# Exit strategy implemented.



## touberornottouber (Aug 12, 2016)

So here it is the season right now where we get some business up until mid-April or so. But normally during the day it is about one ping per hour. I started in October and have been doing it basically "half time". With gross earnings around $5 per hour here during the off season I can't see myself seriously continuing with this. I have other things which I could be doing.

I think after the season ends I will just do Uber strictly when I am say on my way to the store by myself and I wouldn't mind a 15-30 minute delay to take a passenger and pay for my gas for the day. With the over saturation of drivers and the complete lack of any promotions here I think that is the best way to do Uber.


----------



## tohunt4me (Nov 23, 2015)

touberornottouber said:


> So here it is the season right now where we get some business up until mid-April or so. But normally during the day it is about one ping per hour. I started in October and have been doing it basically "half time". With gross earnings around $5 per hour here during the off season I can't see myself seriously continuing with this. I have other things which I could be doing.
> 
> I think after the season ends I will just do Uber strictly when I am say on my way to the store by myself and I wouldn't mind a 15-30 minute delay to take a passenger and pay for my gas for the day. With the over saturation of drivers and the complete lack of any promotions here I think that is the best way to do Uber.

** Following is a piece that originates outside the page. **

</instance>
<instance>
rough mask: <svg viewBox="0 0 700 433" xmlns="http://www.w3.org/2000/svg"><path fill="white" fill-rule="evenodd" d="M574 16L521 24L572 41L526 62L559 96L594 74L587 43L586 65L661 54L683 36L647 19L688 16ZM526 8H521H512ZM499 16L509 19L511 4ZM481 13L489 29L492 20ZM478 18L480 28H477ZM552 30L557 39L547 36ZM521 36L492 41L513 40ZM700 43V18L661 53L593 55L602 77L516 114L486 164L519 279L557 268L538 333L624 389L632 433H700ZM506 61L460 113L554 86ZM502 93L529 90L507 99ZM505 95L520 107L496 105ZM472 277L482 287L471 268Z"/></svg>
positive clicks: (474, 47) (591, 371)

Weekend bar crowds will still be productive.


----------



## Shangsta (Aug 15, 2016)

He's chosen to only drive during the day which we all know pays awful. Knowing that it doesn't make sense to continue to drive


----------



## touberornottouber (Aug 12, 2016)

Shangsta said:


> He's chosen to only drive during the day which we all know pays awful. Knowing that it doesn't make sense to continue to drive


Well I do drive at night when there are events and it is worth it. But an extra $1-$3 an hour just doesn't cut it for me as the risk of bad things happening triples at night. If I were to work say 9pm - 3am I would want at least $100 gross for those six hours.


----------